If everything we observe is in some sense not reality, then “true” reality must by definition be independent of what we observe. If this is the case, then it opens up a whole bunch of confusing philosophical problems, as it would logically mean the entire universe is invisible/unobservable/nonexperiential, except in the precise configuration of matter in the human brain which somehow “gives rise to” this property of visibility/observability/experience. It seems difficult to explain this without just presupposing this property arbitrarily attaches itself to brains in a particular configuration, i.e. to treat it as strongly emergent, which is effectively just dualism, indeed the founder of the “hard problem of consciousness” is a self-described dualist.

This philosophical problem does not exist in direct realist schools of philosophy, however, such as Jocelyn Benoist’s contextual realism, Carlo Rovelli’s weak realism, or in Alexander Bogdanov’s empiriomonism. It is solely a philosophical problem for metaphysical realists, because they begin by positing that there exists some fundamental gap between what we observe and “true” reality, then later have to figure out how to mend the gap. Direct realist philosophies never posit this gap in the first place and treat reality as precisely equivalent to what we observe it to be, so it simply does not posit the existence of “consciousness” and it would seem odd in a direct realist standpoint to even call experience “subjective.”

The “hard problem” and the “mind-body problem” are the main reasons I consider myself a direct realist.
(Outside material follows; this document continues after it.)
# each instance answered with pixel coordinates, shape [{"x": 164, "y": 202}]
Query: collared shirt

I find that it is a completely insoluble contradiction at the heart of metaphysical realism, I don’t think it even can be solved because you cannot posit a fundamental gap and then mend the gap later without contradicting yourself. There has to be no gap from the get-go. I see these “problems” as not things to be “solved,” but just a proof-by-contradiction that metaphysical realism is incorrect. All the arguments against direct realism, on the other hand, are very weak and people who espouse them don’t seem to give them much thought.